Blog post contributed by Chris Marsh, Research Director - Workforce Productivity & Compliance

The trends we have highlighted so far in part 1 and part 2 of this blog series, represent a fundamental change in the anatomy of work driven by the need to have those closest to the execution of work responsible for designing, overseeing and executing it, as found in the Technology & Business Insight (TBI) report “The Future of Productivity Software.” This macro shift and allied trends are subverting most of the archetype value propositions of existing products, vendors and segments, almost all of which have historically focused on satisfying specific functional capabilities or discrete roles and personas.

The functional underpinnings of the old work archetypes – managing work, collaborating, accessing, reporting it – are becoming less valuable. Vendors consequently need to message around new ones growing form WorkOps. Heavily informed by automation and intelligence, product messaging will need to reflect what users and businesses will be freed up to do because of what the product is enabling. Technology will abstract, automate and predict, while people will question, co-create and model.
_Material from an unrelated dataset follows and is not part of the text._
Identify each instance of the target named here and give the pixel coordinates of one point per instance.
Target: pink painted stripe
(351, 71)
Using content management as an example – messaging will need to shift from how you manage content including residency, governance and security to the direct benefits from surfacing content automatically into work at the right time to satisfy a specific business goal. The shift from old to new archetypes will also be seen in more contextual access and management of work, less linear creation processes, more purposeful collaboration, decentralized integration and more real and right-time reporting to support highly responsive decision-making.

In the TBI report, we:
  • Give a full re-conceptualization of the shift from old to new work archetypes.
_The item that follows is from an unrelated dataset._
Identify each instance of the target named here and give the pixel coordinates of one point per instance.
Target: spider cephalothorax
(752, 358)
  • Illustrate for each tooling segment which archetypes they currently satisfy.
  • Describe how the economies of functional scale allows the WIP to satisfy more archetypes.
The productivity software category has been a stale remnant of the PC-era vendor oligopolies and the resulting organizational behaviors. This category is approaching a tipping point, however, as vendors look for inspiration across other segments and from new disruptive technologies that are shaping enterprise software. These changes require new language to describe work and the relationship among the workforce, tools and business outcomes. New functional archetypes are emerging that allow grander thematic narratives to be used to describe how this category is becoming increasingly consequential as the seed bed for the transformative new working styles, processes and interactions that will underpin the emergence of digital native businesses. Vendors misunderstand these tides at their peril. Those understanding the shifts stand to benefit from the recalibration of the entire category.